32 703 Cultuurkaart in het voortgezet onderwijs

Nr. 3 LIJST VAN VRAGEN EN ANTWOORDEN

Vastgesteld 31 mei 2011

De commissie voor de Rijksuitgaven1 en de vaste commissie voor Onderwijs, Cultuur en Wetenschap2 hebben over het rapport Cultuurkaart in het voortgezet onderwijs van de Algemene Rekenkamer (Kamerstuk 32 703, nr. 2) de navolgende vragen ter beantwoording aan de regering voorgelegd.

De regering heeft de vragen bij brief van 31 mei 2011 beantwoord.

Vragen en antwoorden zijn hieronder afgedrukt.

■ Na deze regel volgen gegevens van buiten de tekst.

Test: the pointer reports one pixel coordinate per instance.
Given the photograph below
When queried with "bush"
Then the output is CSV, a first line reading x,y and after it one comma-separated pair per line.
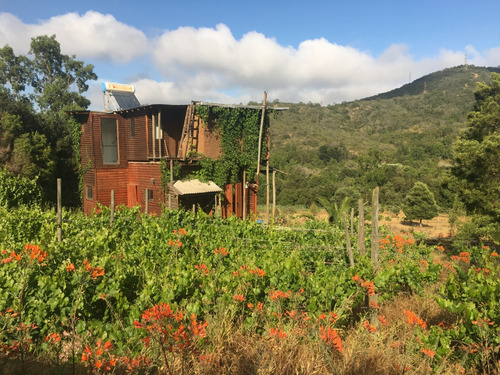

De voorzitter van de commissie voor de Rijksuitgaven,

Van Gerven

De voorzitter van de vaste commissie voor Onderwijs, Cultuur en Wetenschap,

Van Bochove

De griffier van de commissie voor de Rijksuitgaven,

Groen

1

Wat kost het jaarlijks als de Cultuurkaart wordt voortgezet, uitgesplitst in uitvoeringskosten en Cultuurkaarttegoeden?

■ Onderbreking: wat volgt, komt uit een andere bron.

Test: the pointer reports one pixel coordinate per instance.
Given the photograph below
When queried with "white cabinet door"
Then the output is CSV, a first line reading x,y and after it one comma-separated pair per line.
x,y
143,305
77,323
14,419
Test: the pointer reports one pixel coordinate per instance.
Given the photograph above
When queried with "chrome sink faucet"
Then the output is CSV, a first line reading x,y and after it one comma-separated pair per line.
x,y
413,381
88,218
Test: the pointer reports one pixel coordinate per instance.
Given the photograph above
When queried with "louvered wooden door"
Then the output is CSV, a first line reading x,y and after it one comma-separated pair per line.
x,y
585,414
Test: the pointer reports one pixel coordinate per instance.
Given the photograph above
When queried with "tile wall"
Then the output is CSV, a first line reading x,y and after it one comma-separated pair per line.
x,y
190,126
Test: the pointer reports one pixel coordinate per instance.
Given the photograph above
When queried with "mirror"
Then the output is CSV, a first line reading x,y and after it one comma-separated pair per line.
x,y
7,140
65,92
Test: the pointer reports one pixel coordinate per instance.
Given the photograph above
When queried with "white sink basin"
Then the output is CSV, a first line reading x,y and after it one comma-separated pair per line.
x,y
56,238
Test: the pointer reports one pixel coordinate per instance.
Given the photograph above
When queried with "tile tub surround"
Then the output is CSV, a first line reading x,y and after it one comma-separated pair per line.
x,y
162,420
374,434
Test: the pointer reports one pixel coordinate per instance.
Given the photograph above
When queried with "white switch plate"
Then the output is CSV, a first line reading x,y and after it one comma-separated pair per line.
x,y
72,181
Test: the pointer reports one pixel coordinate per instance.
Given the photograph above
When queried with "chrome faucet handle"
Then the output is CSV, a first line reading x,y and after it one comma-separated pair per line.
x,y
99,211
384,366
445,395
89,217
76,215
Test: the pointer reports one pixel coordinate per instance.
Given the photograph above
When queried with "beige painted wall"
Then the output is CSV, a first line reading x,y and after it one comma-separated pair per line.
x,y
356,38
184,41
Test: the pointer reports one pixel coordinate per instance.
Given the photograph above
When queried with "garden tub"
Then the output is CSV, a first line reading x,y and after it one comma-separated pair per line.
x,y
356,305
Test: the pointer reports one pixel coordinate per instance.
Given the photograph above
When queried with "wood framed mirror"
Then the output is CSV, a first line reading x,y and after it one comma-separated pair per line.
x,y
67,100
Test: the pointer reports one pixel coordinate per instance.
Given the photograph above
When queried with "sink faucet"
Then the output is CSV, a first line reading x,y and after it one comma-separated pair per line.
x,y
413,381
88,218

Het contract met CJP over de uitvoering van de Cultuurkaart kost, gemiddeld over vier jaar, 2,7 miljoen euro per jaar. De Cultuurkaarttegoeden bedragen maximaal 13,5 miljoen euro per jaar (bij 100% besteding door 900 000 leerlingen).

2

Wat is de reactie van de staatssecretaris op de aanbevelingen van de Algemene Rekenkamer?

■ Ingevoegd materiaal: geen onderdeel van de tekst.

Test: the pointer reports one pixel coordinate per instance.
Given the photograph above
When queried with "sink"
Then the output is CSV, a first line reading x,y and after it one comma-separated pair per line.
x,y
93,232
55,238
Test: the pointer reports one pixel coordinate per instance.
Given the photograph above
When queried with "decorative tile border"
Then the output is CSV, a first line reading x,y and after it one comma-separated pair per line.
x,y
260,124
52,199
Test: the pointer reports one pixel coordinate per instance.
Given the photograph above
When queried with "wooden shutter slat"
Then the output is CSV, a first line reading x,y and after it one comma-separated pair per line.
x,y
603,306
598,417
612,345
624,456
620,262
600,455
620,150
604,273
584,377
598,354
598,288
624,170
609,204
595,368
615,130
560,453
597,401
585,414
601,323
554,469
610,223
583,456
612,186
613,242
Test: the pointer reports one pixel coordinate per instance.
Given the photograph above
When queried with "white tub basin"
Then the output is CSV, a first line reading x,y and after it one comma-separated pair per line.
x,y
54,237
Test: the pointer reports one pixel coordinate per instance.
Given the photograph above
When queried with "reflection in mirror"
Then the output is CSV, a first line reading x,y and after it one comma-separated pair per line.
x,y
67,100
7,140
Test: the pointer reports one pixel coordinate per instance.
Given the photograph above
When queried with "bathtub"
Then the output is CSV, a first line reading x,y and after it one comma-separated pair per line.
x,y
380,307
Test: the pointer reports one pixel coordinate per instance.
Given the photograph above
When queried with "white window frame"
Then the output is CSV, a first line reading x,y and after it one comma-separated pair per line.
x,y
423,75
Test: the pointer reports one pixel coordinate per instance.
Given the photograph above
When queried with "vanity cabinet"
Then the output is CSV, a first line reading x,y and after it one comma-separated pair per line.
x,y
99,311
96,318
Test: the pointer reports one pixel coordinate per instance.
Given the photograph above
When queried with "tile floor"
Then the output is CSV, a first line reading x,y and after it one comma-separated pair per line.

Op 23 maart 2011 heb ik in een brief aan de Algemene Rekenkamer een reactie op het rapport gegeven. U treft deze brief als bijlage bij deze beantwoording aan.

3

Is er inzicht in de aard van de uitjes die met de cultuurkaart zijn betaald en is er een indeling te maken tussen passief cultuurbeleven en actieve cultuurparticipatie?

De bestedingscijfers die CJP jaarlijks aan OCW overlegt geven een gedetailleerd overzicht van de activiteiten die met de Cultuurkaart zijn bekostigd. Daaruit blijkt dat in het schooljaar 2009–2010 18% van het budget is besteed bij centra voor de kunsten. Een nadere analyse door CJP wijst uit dat – als ook workshops en andere activiteiten worden meegeteld – ongeveer 50% van het budget wordt besteed aan actieve kunstbeoefening.

4

Is bekend wat het effect is van de Cultuurkaart en voorheen CKV-vouchers op de culturele activiteiten die leerlingen ondernemen? Bezoeken ze vaker dan voorheen een culturele activiteit of gaan ze actief cultuur beoefenen?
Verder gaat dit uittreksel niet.